StatsAggregator reporting class for computing statistics within event intervals.

StatsAggregator

class StatsAggregator(Aggregation)

Class representing a statistics aggregation in a report.

This aggregation computes various statistics (min, max, mean, median, etc.) on time series data within defined event intervals.

__init__

def __init__(name: str,
input_expressions: list[TimeSeriesExpression],
channel_names: list[str],
statistics: list[str],
event: Event | None = None,
desc: str = None,
agg_type: str = "stats_aggregator",
values_unit: str = None)

Initialize a StatsAggregator object.

Arguments:

  • name (str): Name of the statistics aggregation.
  • input_expressions (list of TimeSeriesExpression): List of time series expressions to compute statistics on.
  • channel_names (list of str): Names of the signals associated with input expressions. Must be the same length as input_expressions.
  • statistics (list of str): List of statistic types to compute (e.g., ['min', 'max', 'mean', 'median']).
  • event (Event): Event defining intervals for statistics computation. If None, statistics are computed over the entire time series.
  • desc (str): Description of the aggregation.
  • agg_type (str): Type of aggregation, defaults to "stats_aggregator".
  • values_unit (str): Unit of the statistic values.

get_id

def get_id() -> int

Get a unique identifier for the statistics aggregation.

Returns:

int: Unique identifier for the statistics aggregation.

get_event

def get_event() -> Event

Get the event associated with the aggregation.

Returns:

Event: The event associated with the aggregation, or None if not set.

get_expression

def get_expression() -> TimeSeriesExpression

Get the time series expression for the statistics aggregation.

Returns:

TimeSeriesExpression: The time series expression for the statistics aggregation.

get_expression_str

def get_expression_str() -> str

Get a string representation of the time series expression.

Returns:

str: String representation of the time series expression.

as_dict

def as_dict() -> dict

Get a dictionary representation of the statistics aggregation.

Returns:

dict: Dictionary containing aggregation metadata.

as_spark_row

def as_spark_row() -> Row

Get a Spark Row representation of the statistics aggregation.

Returns:

Row: Spark Row containing aggregation metadata.

determine_aggregations

def determine_aggregations(cls,
spark: SparkSession,
aggregations: list[StatsAggregator],
*,
solved_df: DataFrame = None,
query: QueryBuilder = None,
solver: QuerySolver = None,
pre_filtered_containers_df: DataFrame = None)

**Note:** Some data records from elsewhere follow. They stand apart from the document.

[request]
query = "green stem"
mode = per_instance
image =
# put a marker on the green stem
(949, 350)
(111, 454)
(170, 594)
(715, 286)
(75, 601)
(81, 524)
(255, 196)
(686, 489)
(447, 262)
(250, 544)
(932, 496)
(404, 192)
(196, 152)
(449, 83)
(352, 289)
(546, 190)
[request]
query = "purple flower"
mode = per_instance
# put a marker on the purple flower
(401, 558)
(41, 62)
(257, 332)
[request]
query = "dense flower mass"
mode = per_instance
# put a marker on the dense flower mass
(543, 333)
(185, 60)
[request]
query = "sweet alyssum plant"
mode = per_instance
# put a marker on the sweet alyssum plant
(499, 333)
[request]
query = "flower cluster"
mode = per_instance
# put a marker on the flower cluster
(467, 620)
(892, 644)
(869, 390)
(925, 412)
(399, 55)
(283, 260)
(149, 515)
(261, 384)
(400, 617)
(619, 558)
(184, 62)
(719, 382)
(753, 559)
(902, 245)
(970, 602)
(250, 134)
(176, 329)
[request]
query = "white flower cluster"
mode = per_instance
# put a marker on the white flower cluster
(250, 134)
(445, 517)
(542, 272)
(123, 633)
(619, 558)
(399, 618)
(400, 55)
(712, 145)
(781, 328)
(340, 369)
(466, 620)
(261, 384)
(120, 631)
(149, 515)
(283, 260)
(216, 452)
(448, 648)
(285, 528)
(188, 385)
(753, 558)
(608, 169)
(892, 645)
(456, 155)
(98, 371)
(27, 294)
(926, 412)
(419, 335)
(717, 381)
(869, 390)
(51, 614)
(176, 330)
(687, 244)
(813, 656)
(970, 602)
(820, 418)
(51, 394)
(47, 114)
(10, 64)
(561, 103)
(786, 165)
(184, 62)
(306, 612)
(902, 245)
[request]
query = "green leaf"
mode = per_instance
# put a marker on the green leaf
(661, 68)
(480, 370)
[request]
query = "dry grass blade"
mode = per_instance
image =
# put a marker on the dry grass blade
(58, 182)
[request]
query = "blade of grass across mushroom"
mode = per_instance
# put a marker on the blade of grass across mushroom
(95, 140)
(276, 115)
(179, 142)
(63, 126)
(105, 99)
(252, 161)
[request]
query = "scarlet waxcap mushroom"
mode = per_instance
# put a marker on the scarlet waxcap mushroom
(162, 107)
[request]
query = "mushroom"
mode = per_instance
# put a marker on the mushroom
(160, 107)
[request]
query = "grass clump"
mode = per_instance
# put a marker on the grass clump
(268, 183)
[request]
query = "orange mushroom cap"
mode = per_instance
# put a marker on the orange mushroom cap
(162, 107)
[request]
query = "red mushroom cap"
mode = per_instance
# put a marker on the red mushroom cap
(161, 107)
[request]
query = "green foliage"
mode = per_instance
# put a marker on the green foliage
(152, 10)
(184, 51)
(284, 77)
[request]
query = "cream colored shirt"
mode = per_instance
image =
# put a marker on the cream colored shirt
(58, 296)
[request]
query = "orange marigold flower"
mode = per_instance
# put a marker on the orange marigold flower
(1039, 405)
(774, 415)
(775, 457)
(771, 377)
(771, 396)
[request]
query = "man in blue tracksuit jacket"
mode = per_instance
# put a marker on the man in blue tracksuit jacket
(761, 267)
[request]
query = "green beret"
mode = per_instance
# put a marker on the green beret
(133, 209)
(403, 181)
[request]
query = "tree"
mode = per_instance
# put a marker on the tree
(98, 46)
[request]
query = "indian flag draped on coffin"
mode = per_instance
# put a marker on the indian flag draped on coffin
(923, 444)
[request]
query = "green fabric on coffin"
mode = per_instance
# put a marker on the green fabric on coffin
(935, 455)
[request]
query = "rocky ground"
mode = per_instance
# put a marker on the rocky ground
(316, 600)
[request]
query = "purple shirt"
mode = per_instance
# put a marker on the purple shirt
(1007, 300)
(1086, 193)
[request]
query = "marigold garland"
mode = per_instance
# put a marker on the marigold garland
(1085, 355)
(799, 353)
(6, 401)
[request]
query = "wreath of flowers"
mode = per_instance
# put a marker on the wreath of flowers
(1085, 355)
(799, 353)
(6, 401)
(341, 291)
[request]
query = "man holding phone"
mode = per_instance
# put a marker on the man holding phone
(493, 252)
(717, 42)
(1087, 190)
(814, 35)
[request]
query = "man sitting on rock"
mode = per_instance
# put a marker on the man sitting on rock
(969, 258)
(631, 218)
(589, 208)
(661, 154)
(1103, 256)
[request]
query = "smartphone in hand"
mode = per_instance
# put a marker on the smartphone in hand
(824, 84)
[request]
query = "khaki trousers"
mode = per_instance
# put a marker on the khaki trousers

Determine and process aggregations for a list of StatsAggregator visuals.

Arguments:

  • spark (pyspark.sql.SparkSession): Spark session to use for computation.
  • aggregations (list of StatsAggregator): List of StatsAggregator visual aggregations.
  • solved_df (DataFrame): Pre-solved wide DataFrame from centralized batch solve. Required.
  • query (QueryBuilder): Query builder (unused, kept for interface compatibility).
  • solver (QuerySolver): Solver (unused, kept for interface compatibility).
  • pre_filtered_containers_df (DataFrame): Pre-filtered containers (unused, kept for interface compatibility).

Returns:

pyspark.sql.DataFrame: DataFrame containing the processed stats aggregations.

determine_metadata_df

def determine_metadata_df(
cls, spark: SparkSession,
stats_aggregators: list[StatsAggregator]) -> DataFrame

Create a metadata DataFrame for the provided StatsAggregator aggregations.

Arguments:

  • spark (pyspark.sql.SparkSession): Spark session to use for DataFrame creation.
  • stats_aggregators (list of StatsAggregator): List of StatsAggregator aggregations.

Returns:

pyspark.sql.DataFrame: DataFrame containing metadata for the stats aggregations.

determine_definition_hash

def determine_definition_hash() -> int

Calculate definition hash for stats aggregator.

Only includes computation-affecting attributes:

  • input_expressions
  • statistics to be calculated
  • event expression if there is any

Excludes: name, desc, signal_name, units, page_number, report_id

Returns:

int: Hash value representing the computation definition.